In the last 4 months I have become a quite active user of Azure app services using Linux containers. There are multiple reasons why Linux containers should be chosen in my opinion:
- They are cheaper.
- Providing Docker images gives us nice reusability.
- This is indeed serverless as the whole infrastructure is managed by Azure.
- We can run multiple containers within one instance.
- We can choose between well configured default images or roll out our own ones
All in all quite simple, right? Except, that this is still beta software and documentation is not up to the standard set by established Azure services. Furthermore, there are some cruel pitfalls that can make your life hell. There are three lessons I've learned in the last couple of months.

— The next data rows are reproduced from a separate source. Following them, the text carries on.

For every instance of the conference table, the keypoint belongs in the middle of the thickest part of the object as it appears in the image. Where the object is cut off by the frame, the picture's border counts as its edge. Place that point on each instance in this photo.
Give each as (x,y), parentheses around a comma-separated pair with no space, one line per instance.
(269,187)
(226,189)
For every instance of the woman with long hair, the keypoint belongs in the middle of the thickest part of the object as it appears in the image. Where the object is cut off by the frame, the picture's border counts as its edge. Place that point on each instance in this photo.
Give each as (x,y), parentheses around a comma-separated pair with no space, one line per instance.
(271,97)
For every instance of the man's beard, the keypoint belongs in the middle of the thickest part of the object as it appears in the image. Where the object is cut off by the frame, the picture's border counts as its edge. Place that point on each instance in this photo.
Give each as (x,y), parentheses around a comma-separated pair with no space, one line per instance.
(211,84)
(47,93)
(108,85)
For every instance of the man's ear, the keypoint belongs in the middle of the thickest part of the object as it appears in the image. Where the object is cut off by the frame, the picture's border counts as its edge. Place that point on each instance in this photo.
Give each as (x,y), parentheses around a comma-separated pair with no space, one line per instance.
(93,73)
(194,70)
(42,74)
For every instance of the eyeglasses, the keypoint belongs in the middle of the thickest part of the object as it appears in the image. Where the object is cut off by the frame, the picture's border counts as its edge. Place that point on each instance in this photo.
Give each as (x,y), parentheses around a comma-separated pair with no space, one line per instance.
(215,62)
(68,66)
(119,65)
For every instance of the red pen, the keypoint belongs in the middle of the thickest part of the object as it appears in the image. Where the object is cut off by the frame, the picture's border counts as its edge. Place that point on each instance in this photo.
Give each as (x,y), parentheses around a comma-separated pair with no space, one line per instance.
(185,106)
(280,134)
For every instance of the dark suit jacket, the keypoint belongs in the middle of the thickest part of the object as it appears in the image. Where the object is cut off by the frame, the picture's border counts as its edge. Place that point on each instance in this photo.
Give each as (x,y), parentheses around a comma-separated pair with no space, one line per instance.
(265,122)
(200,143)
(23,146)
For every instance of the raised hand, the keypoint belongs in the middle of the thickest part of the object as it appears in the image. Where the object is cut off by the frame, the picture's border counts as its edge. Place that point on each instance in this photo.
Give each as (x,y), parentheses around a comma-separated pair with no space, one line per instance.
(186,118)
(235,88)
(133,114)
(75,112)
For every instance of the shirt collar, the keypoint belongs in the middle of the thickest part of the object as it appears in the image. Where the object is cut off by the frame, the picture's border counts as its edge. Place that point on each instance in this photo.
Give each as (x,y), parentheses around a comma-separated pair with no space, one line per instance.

Let's cut to the chase and list them right away:
- Keep alive is a must.
- No support for the permessage-deflate WS extension.
- Azure metrics / ping services are not reliable.
Regarding the first point the message is quite important: Azure offers "unlimited" incoming HTTP connections, but will cut you off at ~150 outgoing ones. 150?! That is really low! I expected that number at least 1 magnitude higher. Nevertheless, normally this problem is easily solved via the keep alive options. There are some other HTTP / TCP/IP socket settings that should be applied for best performance, but these are rather just cosmetics. The big point is that if you do not want to suddenly be stalled in your backend you will need the keep alive option.
Now the second point may only apply to some pre-configured images. At least I (surprisingly) did not have any problems with custom images and websockets. That changed when I used the offered Node.js (8+) image as a basis. Even though my websocket worked flawlessly locally it would not work when hosted within the Linux app container. Luckily, after researching the topic I encountered the respective Wiki on GitHub. In there an FAQ entry covered exactly that topic... Turns out one needs to disable the permessage-deflate extension, which can be done in Node.js quite easily.
The last point may be rather generic, but actually I never had such problems with standard (Windows) app services in the past. The story goes as follows: We set up several alerts that trigger when certain response times are exceeded. We repeat the tests to really confirm the initial results before sending any message. Nevertheless, even though this seems to be quite robust theoretically we get several messages per day that remind us of potential downtimes. Fair to say that a downtime never happened.
Running our own ping tests side-by-side we see quite some differences arising here. How can it be that a ping test inside the Azure data center yields worse data than one from outside networks? Seems hard to explain to me ...
Bottom line: Azure and Linux still fits, there are just the typical beta problems (edge cases, lack of documentation, ...). I will certainly continue on the all-in Linux container app service path; it is fast, reliable, and very flexible.